La Iglesia se alegra con sus
santos, los reconoce sus mejores hijos, se regocija por estos frutos acabados y
maduros de la gracia. Predica sus virtudes y celebra sus vidas. Porque los
santos han llegado al término del camino con fidelidad y santa perseverancia:
han recorrido el camino del Evangelio y ahora gozan con Cristo para siempre,
alabándole.
Pero
un santo no es un ser excepcional, sobrenatural, un ente puro y angélico, sino
un hombre, concreto, con su naturaleza humana herida y sus pecados. Su estilo
de vivir, su seguimiento de Cristo, no los liberó de su condición terrena, ni
de sus errores ni tampoco de los pecados que esta condición conlleva. Pero
vivían fascinados por Cristo, tocados por Cristo, y de su mano eran capaces de
reemprender el camino a cada momento, las veces que hiciera falta, con gran
humildad.
¿Hay
algún canon obligatorio para la santidad? ¿Todos deben ser iguales, casi
gemelos? Dios llama a todos a la santidad, cada cual con su manera de ser, sus
inclinaciones, sus defectos, sus cualidades. Cada santo tiene su distintivo,
porque la santidad de Dios es infinita. Aunque el mundo no lo reconozca,
participamos de la santidad de Dios, fuente y origen de toda santidad. La
santidad es la vida de Dios comunicada por su Espíritu, es la que hace posible
que podamos nosotros llegar a ser santos como lo fueron, a través de la
historia, tantos hijos e hijas de Dios. Un santo es un receptor de la vida que
Dios le comunica gratuitamente.
¿Más?
¡Sí! ¿Quién o qué es un santo? Un santo es una epifanía de Dios, una
manifestación de Dios por la que quiere hacerse cercano y presente,
hablándonos, guiándonos. ¿Cómo hacernos semejante al Padre si no lo hemos
visto, si lo conocemos tan poco? La gran respuesta está en Jesucristo, el
Santo, el Hijo de Dios hecho carne. Él, porque conocía al Padre, no pudo hablar
de Él, darlo a conocer, revelarlo. Y podemos asemejarnos más a Dios siguiendo
el Evangelio de Cristo, redimidos por su sangre y convertidos en hijos
adoptivos.
Jesús
es el gran Santo, el revelador del Padre. Pero también se puede afirmar que
todos los santos –en la limitada medida humana- son también reveladores de
Dios, imágenes de Dios. Aprendiendo de sus vidas podemos aprender cómo Dios es
Padre y cómo actúa.
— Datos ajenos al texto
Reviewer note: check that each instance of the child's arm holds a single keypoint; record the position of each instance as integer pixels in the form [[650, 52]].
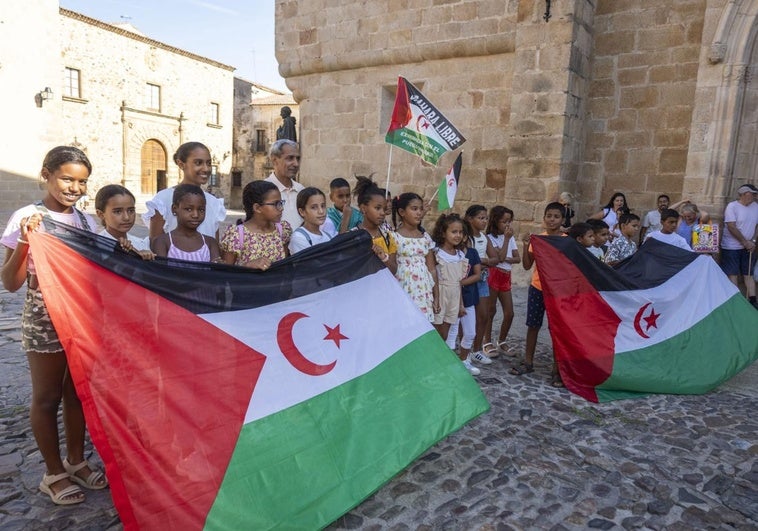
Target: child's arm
[[474, 277], [13, 272], [156, 226], [527, 260], [214, 249], [160, 245], [347, 213], [515, 258]]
Porque Dios se ha querido hacer presente en ellos, sin
eliminar sus limitaciones humanas, incluso sus defectos, su dependencia de cada
época y lugar… ¡Los santos, siendo ellos mismos, amando a Dios y al prójimo,
revelan y manifiestan al Padre!
De
todo esto podemos sacar dos lecciones.
La
primera lección es que deberíamos dar más importancia a los santos. No tanto
para pedirles cosas como para conocerlos mejor y así acercarnos al conocimiento
de Dios, del Dios que se nos manifestó en Jesucristo. Ellos, sólo hombres y
mujeres como cualquiera de nosotros, de edades, condiciones sociales,
culturales, temperamentos… muy diversos, son de alguna manera como imágenes de
Dios, ya que fueron más semejantes a Él que nosotros. Y aún habría que añadir que
posiblemente todos nosotros hemos conocido a hombres y mujeres no santos
canonizados ni canonizables, pero hombres y mujeres que han sido o son para
nosotros como imágenes de Dios. A través de ellos –de su amor, de bondad, de su
generosidad sencilla y su alegría diáfana…- hemos descubierto algo de este Dios
Padre que está en el cielo y al que todos hemos de querer asemejarnos cada vez
más para vivir más lo que somos: ¡hijos suyos!
Y
una segunda lección: la santidad es posible y obligada para todos los cristianos.
La vida perfecta de un cristiano se llama santidad. Todo cristiano debe ser un
verdadero cristiano, un perfecto cristiano, y, por ello, debe ser santo. Es una
vocación posible y real a la que estamos llamados, una vocación común y
universal.
Al
detenernos a considerar qué es un santo, realmente puede renacer la esperanza:
yo también puedo serlo, yo también quiero serlo. Con la gracia de Dios.